I heard that this sort of thing happens, that teens can plow through your kitchen like a swarm of locusts, leaving the fridge and cupboards half bare and then still say “I’m starving.”

My aunt Ann, the mother of seven boys, used to lock the baking supplies high in a kitchen cupboard, pocket the key and then flee to our house just as the afternoon school bell rang.

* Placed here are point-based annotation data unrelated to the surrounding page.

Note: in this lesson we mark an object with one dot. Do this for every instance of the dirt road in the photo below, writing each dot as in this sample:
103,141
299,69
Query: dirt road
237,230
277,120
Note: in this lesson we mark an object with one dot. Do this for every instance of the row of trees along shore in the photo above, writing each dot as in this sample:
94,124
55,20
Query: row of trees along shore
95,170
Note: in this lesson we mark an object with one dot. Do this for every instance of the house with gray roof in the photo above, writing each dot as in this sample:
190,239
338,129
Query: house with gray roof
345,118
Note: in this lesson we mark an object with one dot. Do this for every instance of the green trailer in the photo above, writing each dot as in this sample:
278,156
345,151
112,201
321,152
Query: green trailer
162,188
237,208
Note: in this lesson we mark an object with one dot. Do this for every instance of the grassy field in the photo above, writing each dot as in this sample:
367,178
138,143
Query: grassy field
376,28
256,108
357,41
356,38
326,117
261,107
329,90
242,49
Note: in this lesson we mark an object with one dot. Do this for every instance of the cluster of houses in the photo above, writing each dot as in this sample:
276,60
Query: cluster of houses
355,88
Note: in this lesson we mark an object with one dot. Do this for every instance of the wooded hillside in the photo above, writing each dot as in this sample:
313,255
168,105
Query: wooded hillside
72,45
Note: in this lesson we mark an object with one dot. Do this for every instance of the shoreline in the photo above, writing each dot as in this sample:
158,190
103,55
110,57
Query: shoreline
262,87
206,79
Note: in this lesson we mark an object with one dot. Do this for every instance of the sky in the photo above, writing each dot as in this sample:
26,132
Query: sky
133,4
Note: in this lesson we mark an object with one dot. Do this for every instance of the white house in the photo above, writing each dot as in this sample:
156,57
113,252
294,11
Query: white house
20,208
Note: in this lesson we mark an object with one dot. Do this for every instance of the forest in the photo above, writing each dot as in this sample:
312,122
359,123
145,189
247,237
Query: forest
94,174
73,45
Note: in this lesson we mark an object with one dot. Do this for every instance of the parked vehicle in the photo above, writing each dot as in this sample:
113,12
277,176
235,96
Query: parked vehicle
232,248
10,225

She and mom would have a peaceful chat over coffee while some animated version of Lord of the Flies was raging on up the road in her kitchen.

(That exaggeration is only slight.)

banana oat muffins with molasses are wholesome and nutritious

When my son makes his way through the back path and in the door after school these banana oat muffins with molasses are one treat that fills his belly. They’re a nutritious grab-and-go snack that’s wholesome and just sweet enough.

I freeze great bunches of over ripe bananas so I always have some on hand for baking. Just peel them first, and lay them on cookie sheets to freeze before packing them away (otherwise they’ll all stick together).

banana oat muffins with molasses are wholesome and nutritious

Banana Oat Muffins with Molasses Recipe

 Adapted from Our Lady of Second Helpings

Makes 12 muffins (or 18 mini muffins)

Ingredients:

  • ½ cup butter, softened
    1/3 cup sugar
    2 large eggs
    3 ripe bananas, mashed (approximately 1 1/4 cups after mashing)
    1/4 cup Crosby’s Fancy Molasses
    1/2 cup plain yogurt or buttermilk
    1 teaspoon vanilla
    1 teaspoon baking soda
    1/2 teaspoon salt
    1 teaspoon cinnamon
    1/2 teaspoon nutmeg
    1 1/2 cups flour, spooned in (can use half whole grain)
    3/4 cup rolled oats

Instructions:

  1. Preheat oven to 350 F and prepare muffin tins.
  2. In a large bowl beat butter and sugar. Beat in eggs, one at a time.
  3. Add the bananas, molasses, yogurt, and vanilla and mix well.
  4. Sprinkle over the baking soda, salt, cinnamon and nutmeg and mix well.
  5. Add the flour 1/2 a cup at a time, mixing gently until just incorporated. Gently stir in the oats.
  6. Spoon into prepared tins and bake for 20-25 minutes, until set.
  7. Let cool 10 minutes before removing from pan.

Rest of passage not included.